Je ne vois guère quoi ajouter. Si, tout de même : j’aime les îles. Et la littérature, et finalement tant de choses et tellement d’êtres que je ne saurais me plaindre de rien. D’ailleurs, je ne me plains de rien.

Pour Yvon Guermeur, découvreur d’Ouessant

 

J’aime la mer, et La Mer aussi. C’est un roman que peut-être certains d’entre vous ont lu. Je dis peut-être, car je crois qu’il n’est guère connu. Édité en Allemagne en 1911, il a ensuite été traduit en français, avant de tomber entre mes mains. Son auteur ? Bernhard Kellermann, qui a séjourné à Ouessant pendant quelques mois de 1907. La Mer parle de cette île du bout du continent européen, où l’océan est la seule vraie puissance.Le narrateur y rapporte, à la première personne, des amours compliquées et des amitiés confuses, avant qu’il ne quitte Ouessant, sans doute pour n’y plus revenir. Roseher est blonde, au milieu des femmes noires de l’île. Yann est un pêcheur merveilleux. Yvonne est une fille qui ne refuse guère ses grâces. Le narrateur habite pour sa part la « Villa des tempêtes ». Au cours d’un de mes séjours sur l’île, il ne m’a pas été difficile de retrouver sa trace. Car cette « villa » existe, bien qu’elle soit en ruines. C’est un bâtiment près de la pointe de Pern, qui abrita, jusque vers 1900, une corne de brume, actionnée, je crois bien, par une paire de nobles chevaux de labour.

Qui n’a jamais vu la pointe de Pern est un insolent veinard.

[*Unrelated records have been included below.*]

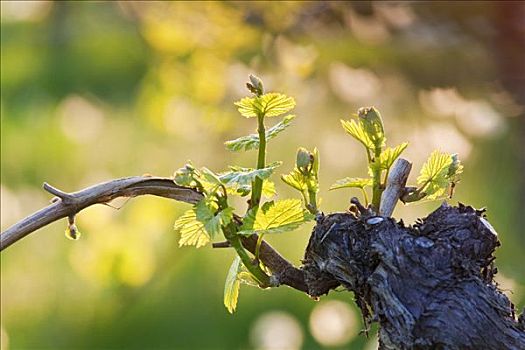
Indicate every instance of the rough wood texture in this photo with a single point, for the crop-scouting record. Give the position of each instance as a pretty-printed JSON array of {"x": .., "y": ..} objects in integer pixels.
[
  {"x": 69, "y": 204},
  {"x": 429, "y": 286}
]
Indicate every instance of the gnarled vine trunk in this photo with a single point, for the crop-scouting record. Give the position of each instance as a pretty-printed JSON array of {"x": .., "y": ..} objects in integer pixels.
[{"x": 429, "y": 286}]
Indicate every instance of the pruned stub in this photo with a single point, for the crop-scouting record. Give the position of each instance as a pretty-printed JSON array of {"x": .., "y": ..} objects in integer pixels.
[{"x": 428, "y": 285}]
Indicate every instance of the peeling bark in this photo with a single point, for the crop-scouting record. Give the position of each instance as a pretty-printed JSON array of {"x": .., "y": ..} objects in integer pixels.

Il lui reste au moins cette merveille-là à visiter, qui n’est pas si loin d’ici. Et qui l’a vue est encore plus chanceux, car jamais il n’oubliera. Jamais je n’oublierai les nunatak de Pern. Ce sont des rocs face à la mer, qui font songer aux statues de l’île de Pâques. L’homme n’est pour rien dans ces sculptures naturelles, léguées par la dernière époque glaciaire, qui continueront de défier longtemps encore nos frêles existences. La première fois que je me trouvai auprès d’eux, je reconnus aussitôt quantité de personnages. Il y avait là un vieux pirate, tête renversée, qui riait à gorge déployée. Aussi une bête étrange dont je ne savais le nom, avec une corne de rhinocéros en lieu et place du front. Un rocher isolé s’était fait une tête de chien, et disposait même de deux pattes avant, étirées jusqu’à la lande. Partout, des Indiens à crête de Huron paraissaient dormir en fourbissant leur tomahawk. Je n’en menais pas large.

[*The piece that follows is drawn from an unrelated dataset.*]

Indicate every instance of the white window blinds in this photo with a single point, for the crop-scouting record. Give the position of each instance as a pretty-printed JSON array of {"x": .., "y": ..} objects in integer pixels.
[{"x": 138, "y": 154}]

Que cette île soit de sortilège, chacun le sait. Moi, je l’ignorais encore. Il me fallait voir l’océan. À Pern, il vient buter contre la roche depuis les houles si profondes venues d’Amérique. Entre ce continent que nous, Européens, avons tué avant de le comprendre, et Ouessant, il n’y a rien. C’est-à-dire tout. Une masse qui réduit nos dimensions à celles qui sont les nôtres. « Quand je rentrai chez moi, raconte le narrateur de La Mer, la Villa des Tempêtes était comme couverte d’une lèpre. Des ballots d’écume tourbillonnaient dans l’air. La fureur de la marée déchirait l’eau entre les brisants en une mousse sale que le vent emportait par blocs entiers ». L’Atlantique, à Pern, ne fait que tolérer le granit. Une marée ordinaire, une poussée habituelle des flots transforme le lieu en un violent concours de gris et de blancs. De blancs au pluriel, car il en est de nombreux.

Quant à décrire la tempête, cela dépasse mes forces maigrelettes. J’ai vu la pluie de mer, cette poussière humide poussée par les vagues, mêlée de cailloux, de goémon et bien sûr d’écume aussi dense qu’une soupe, passer par-dessus le phare du Créac’h, dont la hauteur approche 55 mètres. Encore le dominait-elle de bien plus haut. Dans les moments où la mer parle, il faut se taire, car de toute façon, on n’entend plus qu’elle. L’air est blanc. L’eau est blanche. Le vent est blanc. La lande est blanche. La pierre est blanche. Il faut attendre que le silence revienne, qui ne revient jamais tout à fait, à Pern en tout cas. Je pourrais aisément encore parler d’Ouessant, car ce lieu fait partie des rares qui me font pleurer. Je n’éprouve aucune honte à vous dire que l’île m’a fait pleurer plus d’une fois, comme ce jour d’hiver au ciel bleu, tandis que je regardais l’îlot Keller. Keller est un bloc d’herbe, quarante mètres au-dessus de la vague, séparé par un court bras de mer d’Ouessant. Quand on se trouve au bord extrême, côté Ouessant, on ne voit de Keller qu’une lande, qui s’arrête aux falaises. Il y a une maison. Si j’étais Merlin le magicien, c’est là que j’habiterais.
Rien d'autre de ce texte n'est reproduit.